Author: Riley Meachem
The day I finally had enough of it all, I hiked with my rifle all the way to the old amusement park, shooting any of the slow-creatures I encountered. By this point, their faces had mostly been subsumed by the spores, so it was easy to separate them from their old selves. I remembered the amusement park from when Denny had been little, but I hadn’t thought of it before that day.
It was dark when I got there, but the sun was coming up, and the slow things were more active at night anyway. I saw them shambling behind me, glowing phosphorescent from the fungus that had eaten away their brains, and soon everything else.

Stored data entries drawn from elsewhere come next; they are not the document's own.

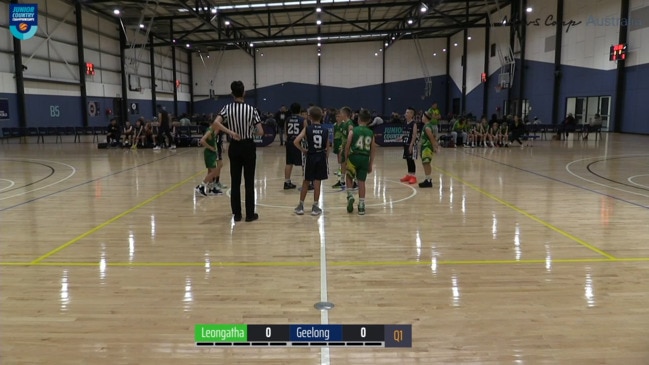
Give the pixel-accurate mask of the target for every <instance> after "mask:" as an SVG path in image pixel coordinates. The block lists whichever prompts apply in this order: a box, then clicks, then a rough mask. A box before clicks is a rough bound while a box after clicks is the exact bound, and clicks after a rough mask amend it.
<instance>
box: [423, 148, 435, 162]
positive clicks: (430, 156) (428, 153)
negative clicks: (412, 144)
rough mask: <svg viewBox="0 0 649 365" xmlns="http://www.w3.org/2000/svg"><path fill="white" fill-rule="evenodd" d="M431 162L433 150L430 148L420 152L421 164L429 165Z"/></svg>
mask: <svg viewBox="0 0 649 365" xmlns="http://www.w3.org/2000/svg"><path fill="white" fill-rule="evenodd" d="M432 161H433V149H432V148H428V147H426V148H423V149H422V150H421V162H422V163H431V162H432Z"/></svg>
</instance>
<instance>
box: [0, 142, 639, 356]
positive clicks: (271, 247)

It took me an embarrassingly long time to get the Ferris wheel up and running, but if a stoned high school kid could do it, I knew I could, too. I timed my entry just right, just as the horde of them began to shuffle around the corner and into view. The ascent was slow, but that was for the best. More time to prepare the shot.
I wondered, as I took the first shot, if this was how Charles Whitman felt. Or Oswald, or God. As I gradually rose away from the things I increasingly saw as unworthy of life, of the label humanity, I thought it must be.
My first shot was a kill. The next one blew threw a fungal skull and removed the leg of another. There were more of them than bullets, but I didn’t mind. I was still only half way to the top.
What surprised me the most was how they all gathered closer to the base of the wheel. Jostling and moving like children. “Me next! My turn!” Perhaps they agreed with my assessment of their humanity. Perhaps they wanted oblivion. Absolution. Whatever my bullets brought.
I passed the apex of the climb, and gently fell to the nadir. Shots would be harder to take now. When I reached the bottom, I wondered, would they swarm and consume me? Or would they wait? Would they let me go around again?